Concluding, Mody writes that “more than 90 percent of the articles on the Maoist movement in all five dailies were framed as individual episodes or events with no explanation addressing causes, remedies, or context. Description of the event was the common frame: who, what, when, where - no why.” The causes of the conflict were mentioned in passing in up to 23 per cent of articles in Anandabazar Patrika but were predominant in only 0–2 per cent of the others.  

The study was designed to investigate the adequacy of the quantity and quality of disinterested political knowledge supplied by the daily press to distinct linguistic electoratesto keep India’s democracy whole and alive. The topic chosen for comparison was armed revolution as an alternative to parliamentary democracy. The findings show a low supply of knowledge to their reader-electorates by the highest circulation dailies per language and significant differences between them that compound other neglects (e.g. economic).

Since the foremost function of newspapers is to provide quality information to citizens, newspapers need to provide contextual information to readers repeatedly, especially in these times of sparse-attention spans, to help them make sense of the chaos of big data. No news organization did follow-ups or tracked government progress in addressing the causes of the neglect of marginalized groups.

The study focused only on one issue but it illustrates nonetheless how even the most widely-read profitable dailies did not provide comprehensive information to their readers over a twelve-month period.

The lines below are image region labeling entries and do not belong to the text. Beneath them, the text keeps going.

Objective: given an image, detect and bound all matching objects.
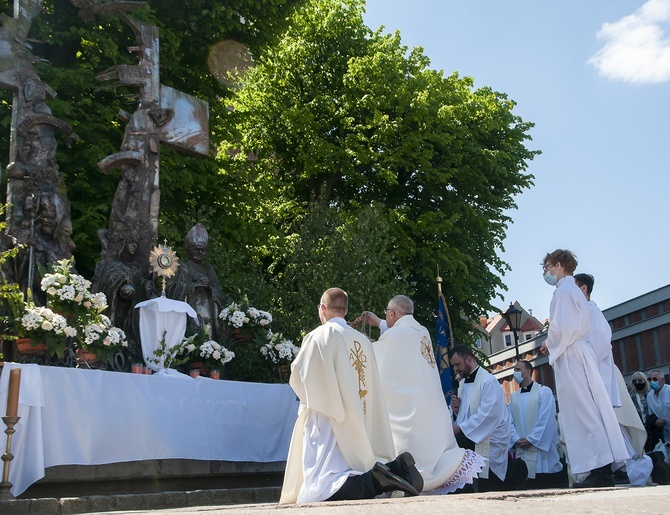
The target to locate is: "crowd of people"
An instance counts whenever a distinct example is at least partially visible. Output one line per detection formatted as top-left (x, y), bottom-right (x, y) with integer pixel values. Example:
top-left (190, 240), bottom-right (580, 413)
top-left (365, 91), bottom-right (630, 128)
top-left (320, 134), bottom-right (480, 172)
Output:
top-left (280, 249), bottom-right (670, 503)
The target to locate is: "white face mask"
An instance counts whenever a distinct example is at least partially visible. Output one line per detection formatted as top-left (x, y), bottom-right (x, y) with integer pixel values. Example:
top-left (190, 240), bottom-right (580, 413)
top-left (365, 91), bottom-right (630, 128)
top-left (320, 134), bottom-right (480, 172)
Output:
top-left (544, 266), bottom-right (558, 286)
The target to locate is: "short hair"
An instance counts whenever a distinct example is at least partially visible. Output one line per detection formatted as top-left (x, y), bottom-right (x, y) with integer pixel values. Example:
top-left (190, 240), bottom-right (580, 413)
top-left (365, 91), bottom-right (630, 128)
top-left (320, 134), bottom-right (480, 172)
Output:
top-left (543, 249), bottom-right (577, 275)
top-left (517, 359), bottom-right (534, 374)
top-left (628, 370), bottom-right (651, 393)
top-left (389, 295), bottom-right (414, 315)
top-left (321, 288), bottom-right (349, 315)
top-left (449, 345), bottom-right (477, 361)
top-left (575, 274), bottom-right (595, 295)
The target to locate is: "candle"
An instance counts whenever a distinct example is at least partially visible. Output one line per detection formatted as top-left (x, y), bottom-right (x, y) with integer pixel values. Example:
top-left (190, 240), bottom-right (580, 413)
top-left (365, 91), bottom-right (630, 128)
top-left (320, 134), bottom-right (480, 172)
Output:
top-left (7, 368), bottom-right (21, 417)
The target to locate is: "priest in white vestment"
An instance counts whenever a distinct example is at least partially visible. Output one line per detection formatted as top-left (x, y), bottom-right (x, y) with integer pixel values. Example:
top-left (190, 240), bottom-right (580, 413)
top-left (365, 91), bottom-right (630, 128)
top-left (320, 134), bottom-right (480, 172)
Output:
top-left (509, 360), bottom-right (567, 488)
top-left (647, 369), bottom-right (670, 443)
top-left (451, 345), bottom-right (526, 492)
top-left (541, 249), bottom-right (630, 488)
top-left (279, 288), bottom-right (423, 503)
top-left (574, 274), bottom-right (621, 408)
top-left (373, 295), bottom-right (485, 494)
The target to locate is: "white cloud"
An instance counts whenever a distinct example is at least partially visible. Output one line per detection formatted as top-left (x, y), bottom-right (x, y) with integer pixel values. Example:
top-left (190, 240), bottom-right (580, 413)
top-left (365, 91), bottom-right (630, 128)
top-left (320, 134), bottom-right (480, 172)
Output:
top-left (588, 0), bottom-right (670, 84)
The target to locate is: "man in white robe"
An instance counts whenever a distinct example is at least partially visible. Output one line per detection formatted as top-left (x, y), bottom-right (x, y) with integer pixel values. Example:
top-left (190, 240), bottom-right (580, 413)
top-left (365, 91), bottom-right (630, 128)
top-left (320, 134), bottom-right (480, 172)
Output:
top-left (279, 288), bottom-right (420, 504)
top-left (647, 369), bottom-right (670, 442)
top-left (541, 249), bottom-right (630, 488)
top-left (509, 360), bottom-right (567, 488)
top-left (574, 274), bottom-right (621, 408)
top-left (451, 345), bottom-right (526, 492)
top-left (373, 295), bottom-right (485, 493)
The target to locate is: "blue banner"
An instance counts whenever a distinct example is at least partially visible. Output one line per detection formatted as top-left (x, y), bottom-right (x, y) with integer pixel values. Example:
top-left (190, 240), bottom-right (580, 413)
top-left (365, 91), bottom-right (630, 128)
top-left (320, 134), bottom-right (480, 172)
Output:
top-left (435, 293), bottom-right (454, 404)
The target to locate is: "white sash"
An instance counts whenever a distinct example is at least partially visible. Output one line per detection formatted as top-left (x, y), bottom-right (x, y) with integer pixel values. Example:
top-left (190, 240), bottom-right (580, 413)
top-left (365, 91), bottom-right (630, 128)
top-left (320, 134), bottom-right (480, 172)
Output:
top-left (468, 371), bottom-right (494, 479)
top-left (510, 382), bottom-right (541, 479)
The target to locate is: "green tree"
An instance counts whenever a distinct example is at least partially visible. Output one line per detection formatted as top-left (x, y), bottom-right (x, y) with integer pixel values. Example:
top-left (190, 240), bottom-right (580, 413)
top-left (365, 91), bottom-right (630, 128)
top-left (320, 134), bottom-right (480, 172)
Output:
top-left (220, 0), bottom-right (537, 341)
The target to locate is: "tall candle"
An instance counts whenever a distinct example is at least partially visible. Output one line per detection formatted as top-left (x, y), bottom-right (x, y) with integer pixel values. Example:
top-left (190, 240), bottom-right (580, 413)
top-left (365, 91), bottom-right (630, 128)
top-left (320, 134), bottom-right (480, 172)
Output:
top-left (7, 368), bottom-right (21, 417)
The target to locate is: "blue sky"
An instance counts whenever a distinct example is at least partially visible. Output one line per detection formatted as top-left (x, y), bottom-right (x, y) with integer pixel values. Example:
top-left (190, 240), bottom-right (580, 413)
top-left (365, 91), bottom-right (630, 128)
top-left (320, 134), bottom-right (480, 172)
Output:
top-left (364, 0), bottom-right (670, 320)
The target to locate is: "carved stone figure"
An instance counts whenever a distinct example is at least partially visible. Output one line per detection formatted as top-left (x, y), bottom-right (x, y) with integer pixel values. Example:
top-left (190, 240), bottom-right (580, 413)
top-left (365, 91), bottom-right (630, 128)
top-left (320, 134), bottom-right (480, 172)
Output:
top-left (0, 0), bottom-right (77, 301)
top-left (167, 223), bottom-right (226, 343)
top-left (92, 229), bottom-right (158, 358)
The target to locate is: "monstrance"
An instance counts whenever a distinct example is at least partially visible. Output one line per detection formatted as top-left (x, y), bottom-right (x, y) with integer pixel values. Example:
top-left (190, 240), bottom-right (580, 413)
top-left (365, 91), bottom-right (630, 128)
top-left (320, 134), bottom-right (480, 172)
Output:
top-left (149, 240), bottom-right (179, 297)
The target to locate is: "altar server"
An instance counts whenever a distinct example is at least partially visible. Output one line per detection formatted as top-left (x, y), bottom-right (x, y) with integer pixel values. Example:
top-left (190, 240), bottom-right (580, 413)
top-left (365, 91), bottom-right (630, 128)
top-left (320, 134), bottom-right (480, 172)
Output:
top-left (280, 288), bottom-right (423, 503)
top-left (575, 274), bottom-right (621, 408)
top-left (373, 295), bottom-right (485, 493)
top-left (509, 360), bottom-right (567, 488)
top-left (541, 249), bottom-right (630, 488)
top-left (451, 345), bottom-right (526, 492)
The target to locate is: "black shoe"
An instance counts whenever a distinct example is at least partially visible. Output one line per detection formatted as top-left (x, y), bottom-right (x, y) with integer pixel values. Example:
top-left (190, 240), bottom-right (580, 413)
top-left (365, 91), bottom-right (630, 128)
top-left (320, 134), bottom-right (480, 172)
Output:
top-left (614, 467), bottom-right (630, 485)
top-left (572, 469), bottom-right (614, 488)
top-left (386, 452), bottom-right (423, 492)
top-left (372, 463), bottom-right (419, 497)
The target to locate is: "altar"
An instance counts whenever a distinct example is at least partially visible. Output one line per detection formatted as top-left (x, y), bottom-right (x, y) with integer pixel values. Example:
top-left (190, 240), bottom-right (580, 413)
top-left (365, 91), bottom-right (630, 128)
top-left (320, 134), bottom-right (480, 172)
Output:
top-left (0, 363), bottom-right (298, 496)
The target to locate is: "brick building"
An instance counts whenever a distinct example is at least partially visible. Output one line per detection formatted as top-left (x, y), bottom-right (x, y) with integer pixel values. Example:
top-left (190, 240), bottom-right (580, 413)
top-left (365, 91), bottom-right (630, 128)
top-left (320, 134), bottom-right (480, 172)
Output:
top-left (482, 285), bottom-right (670, 400)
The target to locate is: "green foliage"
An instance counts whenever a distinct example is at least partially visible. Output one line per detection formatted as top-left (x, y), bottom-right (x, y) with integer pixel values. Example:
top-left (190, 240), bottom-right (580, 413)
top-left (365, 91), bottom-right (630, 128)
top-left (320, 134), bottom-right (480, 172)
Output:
top-left (224, 0), bottom-right (537, 341)
top-left (0, 0), bottom-right (538, 366)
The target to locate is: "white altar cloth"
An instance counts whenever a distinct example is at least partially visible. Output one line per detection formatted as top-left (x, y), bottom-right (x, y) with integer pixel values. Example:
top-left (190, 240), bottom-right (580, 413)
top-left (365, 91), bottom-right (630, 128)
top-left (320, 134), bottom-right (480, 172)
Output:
top-left (0, 363), bottom-right (298, 496)
top-left (135, 297), bottom-right (198, 371)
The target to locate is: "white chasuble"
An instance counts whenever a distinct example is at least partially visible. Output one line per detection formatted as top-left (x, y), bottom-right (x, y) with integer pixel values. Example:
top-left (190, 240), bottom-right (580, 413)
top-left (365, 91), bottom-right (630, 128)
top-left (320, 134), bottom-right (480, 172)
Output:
top-left (510, 383), bottom-right (563, 479)
top-left (279, 318), bottom-right (395, 504)
top-left (588, 300), bottom-right (627, 408)
top-left (456, 367), bottom-right (511, 480)
top-left (647, 384), bottom-right (670, 442)
top-left (373, 315), bottom-right (485, 493)
top-left (546, 276), bottom-right (630, 474)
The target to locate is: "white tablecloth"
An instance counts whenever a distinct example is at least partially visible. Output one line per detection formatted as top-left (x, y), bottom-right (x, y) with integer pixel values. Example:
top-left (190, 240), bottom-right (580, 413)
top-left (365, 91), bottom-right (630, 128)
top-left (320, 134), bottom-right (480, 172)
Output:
top-left (0, 363), bottom-right (298, 496)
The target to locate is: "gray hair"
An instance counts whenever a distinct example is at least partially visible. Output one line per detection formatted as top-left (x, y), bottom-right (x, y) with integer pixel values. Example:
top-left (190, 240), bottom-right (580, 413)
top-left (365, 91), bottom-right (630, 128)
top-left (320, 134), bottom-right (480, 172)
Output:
top-left (389, 295), bottom-right (414, 315)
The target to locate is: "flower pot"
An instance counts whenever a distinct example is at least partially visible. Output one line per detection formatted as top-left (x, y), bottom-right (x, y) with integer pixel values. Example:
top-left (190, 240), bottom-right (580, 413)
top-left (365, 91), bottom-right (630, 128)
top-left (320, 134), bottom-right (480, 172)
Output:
top-left (277, 365), bottom-right (291, 383)
top-left (16, 338), bottom-right (49, 354)
top-left (77, 349), bottom-right (98, 363)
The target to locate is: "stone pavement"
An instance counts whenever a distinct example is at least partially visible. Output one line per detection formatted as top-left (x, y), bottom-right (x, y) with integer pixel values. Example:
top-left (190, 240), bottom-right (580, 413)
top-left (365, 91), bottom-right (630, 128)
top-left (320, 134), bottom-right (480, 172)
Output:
top-left (0, 485), bottom-right (670, 515)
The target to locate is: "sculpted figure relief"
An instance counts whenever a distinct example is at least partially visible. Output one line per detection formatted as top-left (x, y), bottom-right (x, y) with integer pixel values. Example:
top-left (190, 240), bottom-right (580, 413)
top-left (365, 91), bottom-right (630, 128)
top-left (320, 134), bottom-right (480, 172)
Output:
top-left (167, 223), bottom-right (226, 342)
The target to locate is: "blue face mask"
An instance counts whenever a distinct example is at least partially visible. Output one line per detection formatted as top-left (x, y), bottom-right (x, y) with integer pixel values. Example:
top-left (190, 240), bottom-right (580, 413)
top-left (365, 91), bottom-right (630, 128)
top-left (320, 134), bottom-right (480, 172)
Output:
top-left (544, 267), bottom-right (558, 286)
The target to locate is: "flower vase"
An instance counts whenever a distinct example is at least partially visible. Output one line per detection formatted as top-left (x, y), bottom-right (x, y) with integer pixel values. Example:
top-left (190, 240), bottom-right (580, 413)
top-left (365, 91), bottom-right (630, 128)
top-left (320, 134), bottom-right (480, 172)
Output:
top-left (277, 365), bottom-right (291, 383)
top-left (77, 349), bottom-right (98, 365)
top-left (16, 338), bottom-right (49, 355)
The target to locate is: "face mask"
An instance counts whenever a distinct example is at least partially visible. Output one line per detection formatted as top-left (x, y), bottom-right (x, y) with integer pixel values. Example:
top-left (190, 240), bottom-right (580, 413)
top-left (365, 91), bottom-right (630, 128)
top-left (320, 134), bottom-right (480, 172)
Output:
top-left (544, 267), bottom-right (558, 286)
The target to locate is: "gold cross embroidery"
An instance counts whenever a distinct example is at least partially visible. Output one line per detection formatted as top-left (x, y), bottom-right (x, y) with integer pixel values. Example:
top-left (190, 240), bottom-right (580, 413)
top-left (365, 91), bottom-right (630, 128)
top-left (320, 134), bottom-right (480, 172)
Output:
top-left (349, 341), bottom-right (368, 413)
top-left (421, 336), bottom-right (435, 368)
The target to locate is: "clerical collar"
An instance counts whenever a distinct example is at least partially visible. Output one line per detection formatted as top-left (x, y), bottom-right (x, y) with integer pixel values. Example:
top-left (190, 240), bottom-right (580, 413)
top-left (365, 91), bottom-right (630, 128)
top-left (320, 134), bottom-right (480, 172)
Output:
top-left (521, 381), bottom-right (533, 393)
top-left (465, 367), bottom-right (479, 383)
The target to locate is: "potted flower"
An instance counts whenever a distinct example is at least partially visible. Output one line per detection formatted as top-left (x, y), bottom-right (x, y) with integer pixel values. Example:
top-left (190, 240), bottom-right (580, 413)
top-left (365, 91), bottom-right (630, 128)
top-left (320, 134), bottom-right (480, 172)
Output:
top-left (195, 340), bottom-right (235, 377)
top-left (260, 331), bottom-right (300, 383)
top-left (21, 258), bottom-right (128, 361)
top-left (219, 302), bottom-right (272, 340)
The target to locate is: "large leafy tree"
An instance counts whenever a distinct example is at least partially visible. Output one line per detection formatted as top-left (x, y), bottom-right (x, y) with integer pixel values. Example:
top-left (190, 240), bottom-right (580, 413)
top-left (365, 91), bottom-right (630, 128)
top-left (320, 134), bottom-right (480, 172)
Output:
top-left (220, 0), bottom-right (536, 339)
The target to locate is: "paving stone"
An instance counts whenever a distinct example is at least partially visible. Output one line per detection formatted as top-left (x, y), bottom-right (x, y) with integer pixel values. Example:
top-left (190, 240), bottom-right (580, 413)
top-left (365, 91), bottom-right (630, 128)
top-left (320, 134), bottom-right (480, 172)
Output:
top-left (28, 497), bottom-right (60, 515)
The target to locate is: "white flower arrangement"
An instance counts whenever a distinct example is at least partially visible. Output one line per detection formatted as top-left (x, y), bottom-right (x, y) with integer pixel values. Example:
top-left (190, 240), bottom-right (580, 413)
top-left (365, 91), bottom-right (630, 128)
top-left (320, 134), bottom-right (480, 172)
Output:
top-left (198, 340), bottom-right (235, 369)
top-left (21, 259), bottom-right (128, 357)
top-left (260, 331), bottom-right (300, 365)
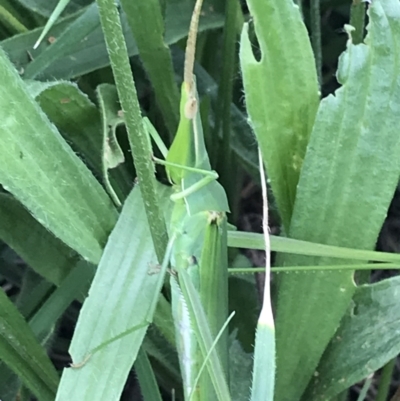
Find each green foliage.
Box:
[0,0,400,401]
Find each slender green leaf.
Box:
[175,266,231,401]
[276,0,400,401]
[0,50,117,263]
[0,290,58,401]
[0,0,223,80]
[0,261,94,400]
[228,231,400,264]
[0,194,78,285]
[57,188,167,401]
[97,0,168,261]
[121,0,180,138]
[240,0,319,230]
[303,277,400,401]
[33,0,70,49]
[14,0,92,17]
[24,3,100,79]
[25,80,132,200]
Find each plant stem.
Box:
[214,0,239,221]
[97,0,167,261]
[310,0,322,86]
[350,0,365,44]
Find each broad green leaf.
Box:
[240,0,319,230]
[121,0,180,137]
[0,290,58,401]
[0,194,78,285]
[25,80,102,173]
[14,0,92,17]
[0,261,94,400]
[276,0,400,401]
[56,188,166,401]
[0,46,117,263]
[26,80,132,200]
[303,277,400,401]
[0,0,223,80]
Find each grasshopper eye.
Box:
[185,96,198,120]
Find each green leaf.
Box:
[0,46,117,263]
[240,0,319,230]
[57,188,166,401]
[228,231,400,264]
[276,0,400,401]
[0,261,94,400]
[26,80,132,200]
[303,277,400,401]
[24,3,100,79]
[14,0,92,17]
[229,333,253,401]
[0,0,223,80]
[0,290,58,401]
[121,0,180,137]
[0,194,78,285]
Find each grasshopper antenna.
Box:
[183,0,203,93]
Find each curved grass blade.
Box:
[171,268,231,401]
[0,0,223,80]
[24,2,100,79]
[251,150,276,401]
[228,231,400,263]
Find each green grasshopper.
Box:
[72,0,230,401]
[148,0,229,400]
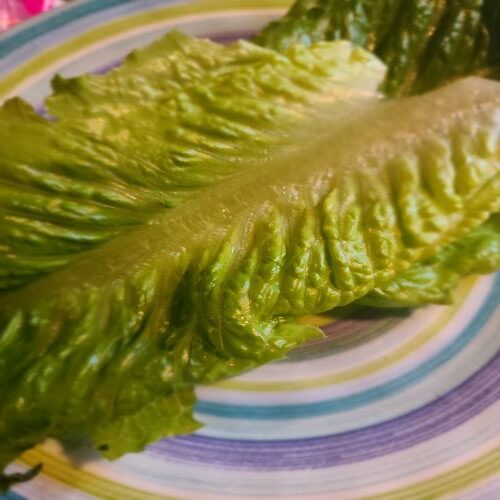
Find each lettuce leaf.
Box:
[0,33,385,290]
[255,0,500,96]
[357,215,500,308]
[0,52,500,474]
[0,33,385,472]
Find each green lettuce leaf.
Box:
[255,0,500,96]
[357,215,500,308]
[0,33,385,290]
[0,33,385,472]
[0,60,500,474]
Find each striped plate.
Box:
[0,0,500,499]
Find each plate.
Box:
[0,0,500,499]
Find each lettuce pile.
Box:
[0,0,500,487]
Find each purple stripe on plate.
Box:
[147,354,500,470]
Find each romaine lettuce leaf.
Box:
[255,0,500,96]
[0,33,385,290]
[0,33,385,472]
[0,62,500,476]
[357,215,500,308]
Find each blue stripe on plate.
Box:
[195,273,500,420]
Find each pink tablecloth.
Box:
[0,0,63,31]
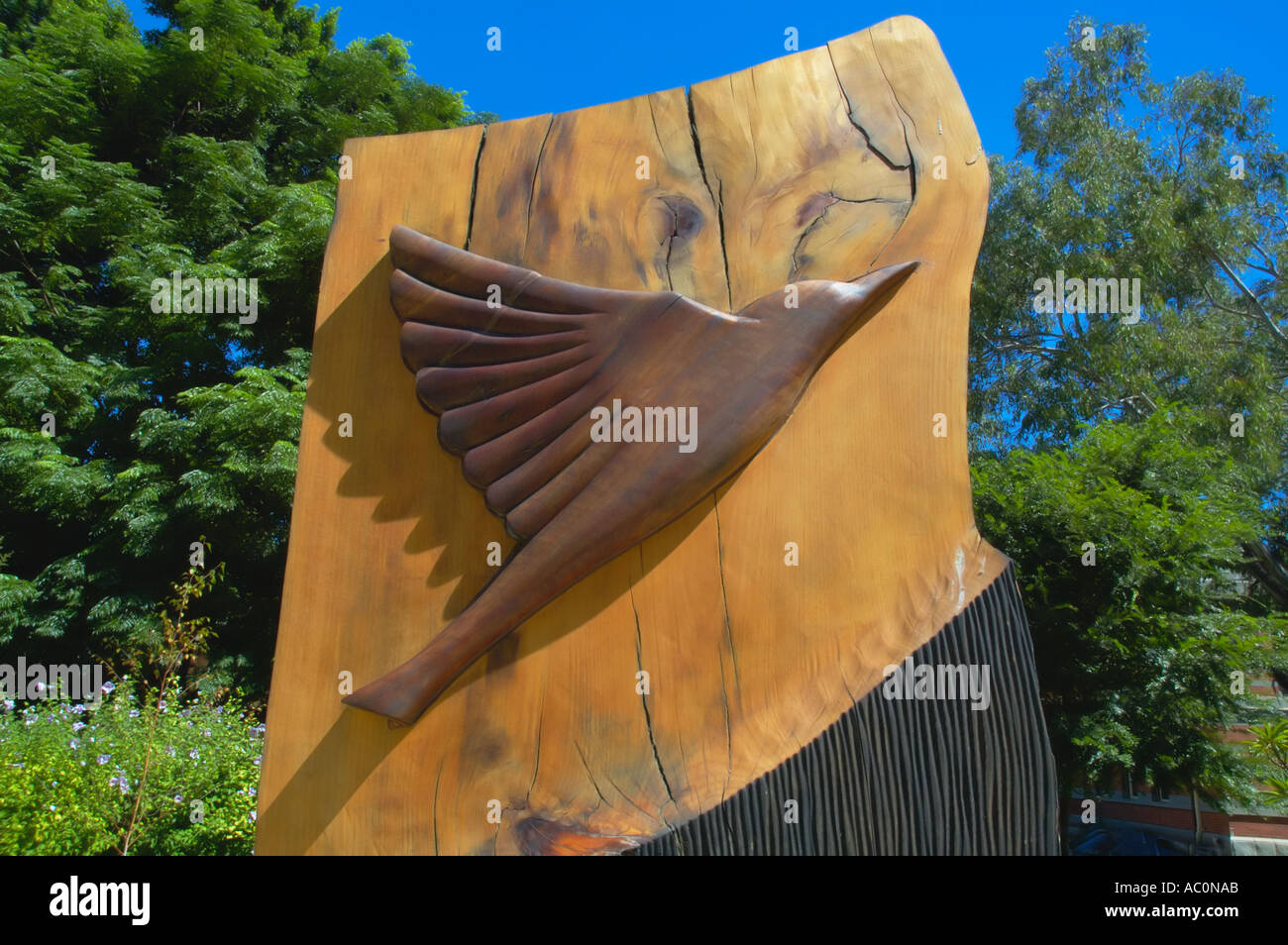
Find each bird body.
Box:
[344,227,915,723]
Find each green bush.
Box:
[0,680,265,855]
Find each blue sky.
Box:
[126,0,1288,156]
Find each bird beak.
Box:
[845,261,921,309]
[829,261,919,344]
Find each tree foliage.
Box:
[0,0,476,691]
[970,18,1288,829]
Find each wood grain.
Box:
[257,18,1005,854]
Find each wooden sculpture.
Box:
[257,17,1056,854]
[345,227,915,723]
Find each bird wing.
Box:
[389,227,729,541]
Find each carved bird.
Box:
[344,227,917,725]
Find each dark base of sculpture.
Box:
[627,567,1059,856]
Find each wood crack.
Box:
[711,504,742,699]
[827,43,912,171]
[523,115,555,259]
[572,740,613,810]
[465,125,483,250]
[684,85,737,314]
[627,569,680,821]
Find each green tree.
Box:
[0,0,480,692]
[970,18,1288,849]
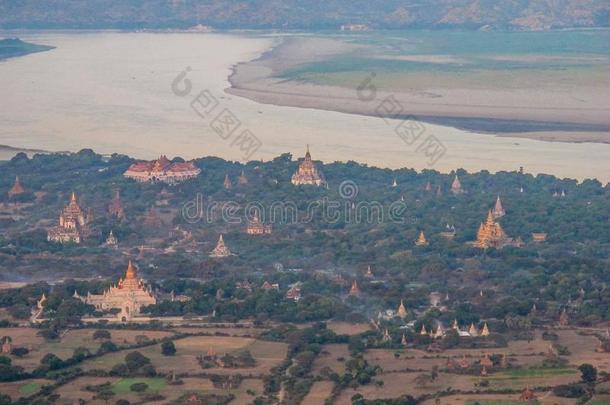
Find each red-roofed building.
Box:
[123,155,201,184]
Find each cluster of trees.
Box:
[0,150,610,330]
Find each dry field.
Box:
[422,392,576,405]
[56,377,263,405]
[0,328,171,370]
[326,321,371,335]
[334,330,592,405]
[0,379,53,400]
[172,326,267,337]
[556,330,610,372]
[82,336,287,375]
[301,381,335,405]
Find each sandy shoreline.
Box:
[225,37,610,144]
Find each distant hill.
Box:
[0,38,53,60]
[0,0,610,30]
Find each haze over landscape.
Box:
[0,0,610,405]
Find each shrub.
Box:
[161,340,176,356]
[129,382,148,392]
[93,329,112,340]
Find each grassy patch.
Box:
[19,383,40,395]
[492,367,576,379]
[112,378,167,395]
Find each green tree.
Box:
[125,351,150,372]
[161,340,176,356]
[578,363,597,384]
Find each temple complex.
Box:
[559,308,570,326]
[441,224,455,239]
[491,196,506,219]
[292,145,326,186]
[468,210,522,249]
[237,170,248,186]
[8,176,25,198]
[47,193,92,243]
[210,234,232,258]
[143,207,163,228]
[286,284,301,302]
[451,174,464,195]
[75,261,157,322]
[222,173,233,190]
[349,280,360,296]
[396,300,408,320]
[246,214,273,235]
[106,230,119,248]
[415,231,428,246]
[108,189,125,219]
[123,155,201,184]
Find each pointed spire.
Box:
[481,322,489,337]
[396,300,408,320]
[349,280,360,296]
[237,170,248,186]
[434,323,445,339]
[451,173,464,194]
[125,260,136,280]
[493,196,506,219]
[415,231,428,246]
[8,176,25,198]
[223,173,233,190]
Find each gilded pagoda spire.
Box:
[291,145,327,187]
[493,196,506,219]
[349,280,360,296]
[451,173,464,194]
[396,300,408,320]
[125,260,136,280]
[222,173,232,190]
[8,176,25,198]
[415,231,428,246]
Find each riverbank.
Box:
[226,36,610,144]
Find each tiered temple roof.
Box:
[222,173,233,190]
[292,145,326,186]
[8,176,25,198]
[47,192,93,243]
[415,231,428,246]
[349,280,360,296]
[210,234,232,258]
[396,300,408,320]
[237,170,248,186]
[492,196,506,219]
[469,210,521,249]
[246,214,273,235]
[106,230,119,247]
[79,261,157,321]
[451,174,464,195]
[123,155,201,184]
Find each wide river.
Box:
[0,32,610,183]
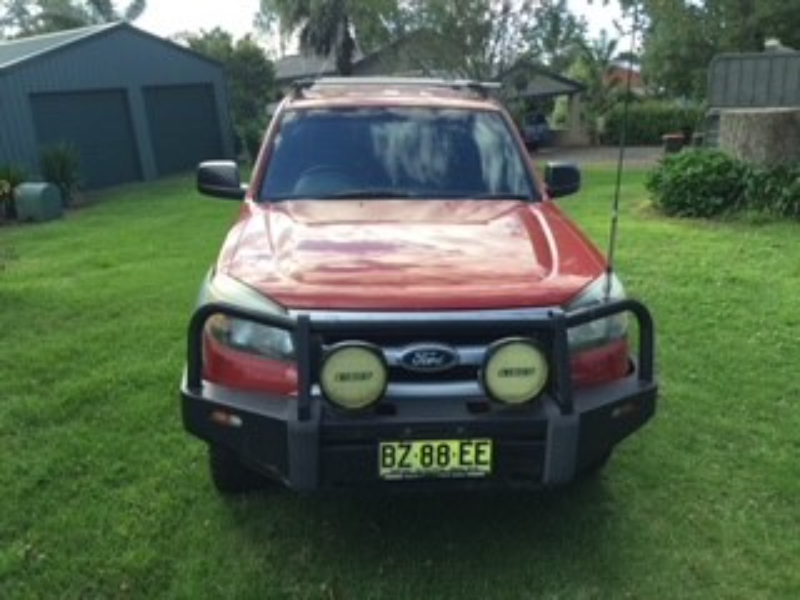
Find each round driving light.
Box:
[481,339,550,404]
[320,343,388,410]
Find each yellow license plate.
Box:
[378,439,492,479]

The Maoist uprising affects one-third of the country and has taken over 10,000 lives over ten years. Neglect of who is responsible in crisis reporting by a daily press that can potentially be read by 70 per cent of the country’s reader-electorate, indicates a media space not exercising its  fundamental democratic muscle, allowing the attitudes of the powerful to remain uncontested.

Given this state of affairs - newspapers possibly providing the same news-agency bulletin-type of information and covering those issues that are in the interests of their advertisers/owners – the outlook for Indian public discourse and consequently the democratic system, looks bleak.

Mody’s paper closes by asking: can for-profit news organizations be relied on as the only pillar of public citizenship education conducive to reflection on political issues? What are the alternative funding models that need to be explored now before internet penetration and market fragmentation reach Indian shores?